R600/SI: Use v_cvt_f32_ubyte* instructions

[oota-llvm.git] / lib / Target / R600 / SIISelLowering.cpp
diff --git a/lib/Target/R600/SIISelLowering.cpp b/lib/Target/R600/SIISelLowering.cpp

index 608aad2d3ca0d1376184be0163b2c5f4ae6ec11d..846aeb63093a13587bf1c9ff6cbf870c26ef86f8 100644 (file)
--- a/lib/Target/R600/SIISelLowering.cpp
+++ b/lib/Target/R600/SIISelLowering.cpp
@@ -24,6 +24,7 @@
  #include "llvm/CodeGen/MachineRegisterInfo.h"

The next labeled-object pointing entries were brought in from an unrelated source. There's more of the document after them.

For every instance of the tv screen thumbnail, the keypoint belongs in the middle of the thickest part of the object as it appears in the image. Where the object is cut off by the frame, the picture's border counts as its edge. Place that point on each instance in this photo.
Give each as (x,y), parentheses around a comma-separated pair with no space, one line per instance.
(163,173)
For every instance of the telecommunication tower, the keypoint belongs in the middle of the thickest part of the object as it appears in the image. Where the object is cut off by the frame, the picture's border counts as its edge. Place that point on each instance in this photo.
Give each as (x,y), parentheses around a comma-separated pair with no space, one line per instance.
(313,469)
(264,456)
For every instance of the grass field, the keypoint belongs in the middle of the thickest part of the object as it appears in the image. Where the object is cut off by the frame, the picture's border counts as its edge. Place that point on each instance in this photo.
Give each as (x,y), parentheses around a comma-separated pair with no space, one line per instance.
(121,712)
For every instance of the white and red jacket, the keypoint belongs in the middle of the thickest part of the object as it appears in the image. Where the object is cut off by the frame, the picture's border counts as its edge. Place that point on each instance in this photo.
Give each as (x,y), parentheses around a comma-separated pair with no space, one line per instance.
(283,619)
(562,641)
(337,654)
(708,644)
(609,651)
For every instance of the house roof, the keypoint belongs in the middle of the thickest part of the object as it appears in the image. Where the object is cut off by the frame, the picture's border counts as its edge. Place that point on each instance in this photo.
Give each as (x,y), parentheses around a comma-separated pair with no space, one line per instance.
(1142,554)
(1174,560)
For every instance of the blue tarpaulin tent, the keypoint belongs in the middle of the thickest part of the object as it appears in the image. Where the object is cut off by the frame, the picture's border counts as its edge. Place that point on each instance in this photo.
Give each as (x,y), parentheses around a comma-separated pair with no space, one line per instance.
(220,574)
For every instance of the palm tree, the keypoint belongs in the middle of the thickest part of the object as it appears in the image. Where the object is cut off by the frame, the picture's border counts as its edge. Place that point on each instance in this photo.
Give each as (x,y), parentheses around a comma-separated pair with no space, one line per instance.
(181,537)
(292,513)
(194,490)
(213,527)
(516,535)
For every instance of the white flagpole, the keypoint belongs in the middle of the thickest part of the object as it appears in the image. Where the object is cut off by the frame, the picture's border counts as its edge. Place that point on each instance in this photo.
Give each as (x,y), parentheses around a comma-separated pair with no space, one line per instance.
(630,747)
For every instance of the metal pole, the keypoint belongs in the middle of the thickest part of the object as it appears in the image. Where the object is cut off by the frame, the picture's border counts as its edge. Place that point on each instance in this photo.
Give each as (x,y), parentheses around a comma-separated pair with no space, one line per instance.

  #include "llvm/CodeGen/SelectionDAG.h"
  #include "llvm/IR/Function.h"
+#include "llvm/ADT/SmallString.h"
  
  using namespace llvm;
  
@@ -214,6 +215,8 @@ SITargetLowering::SITargetLowering(TargetMachine &TM) :
    setTargetDAGCombine(ISD::SELECT_CC);
    setTargetDAGCombine(ISD::SETCC);
  
+  setTargetDAGCombine(ISD::UINT_TO_FP);
+
    setSchedulingPreference(Sched::RegPressure);
  }
  
@@ -979,6 +982,96 @@ SDValue SITargetLowering::LowerSTORE(SDValue Op, SelectionDAG &DAG) const {
  // Custom DAG optimizations
  //===----------------------------------------------------------------------===//
  
+SDValue SITargetLowering::performUCharToFloatCombine(SDNode *N,
+                                                     DAGCombinerInfo &DCI) {
+  EVT VT = N->getValueType(0);
+  EVT ScalarVT = VT.getScalarType();
+  if (ScalarVT != MVT::f32)
+    return SDValue();
+
+  SelectionDAG &DAG = DCI.DAG;
+  SDLoc DL(N);
+
+  SDValue Src = N->getOperand(0);
+  EVT SrcVT = Src.getValueType();
+
+  // TODO: We could try to match extracting the higher bytes, which would be
+  // easier if i8 vectors weren't promoted to i32 vectors, particularly after
+  // types are legalized. v4i8 -> v4f32 is probably the only case to worry
+  // about in practice.
+  if (DCI.isAfterLegalizeVectorOps() && SrcVT == MVT::i32) {
+    if (DAG.MaskedValueIsZero(Src, APInt::getHighBitsSet(32, 24))) {
+      SDValue Cvt = DAG.getNode(AMDGPUISD::CVT_F32_UBYTE0, DL, VT, Src);
+      DCI.AddToWorklist(Cvt.getNode());
+      return Cvt;
+    }
+  }
+
+  // We are primarily trying to catch operations on illegal vector types
+  // before they are expanded.
+  // For scalars, we can use the more flexible method of checking masked bits
+  // after legalization.
+  if (!DCI.isBeforeLegalize() ||
+      !SrcVT.isVector() ||
+      SrcVT.getVectorElementType() != MVT::i8) {
+    return SDValue();
+  }
+
+  assert(DCI.isBeforeLegalize() && "Unexpected legal type");
+
+  // Weird sized vectors are a pain to handle, but we know 3 is really the same
+  // size as 4.
+  unsigned NElts = SrcVT.getVectorNumElements();
+  if (!SrcVT.isSimple() && NElts != 3)
+    return SDValue();
+
+  // Handle v4i8 -> v4f32 extload. Replace the v4i8 with a legal i32 load to
+  // prevent a mess from expanding to v4i32 and repacking.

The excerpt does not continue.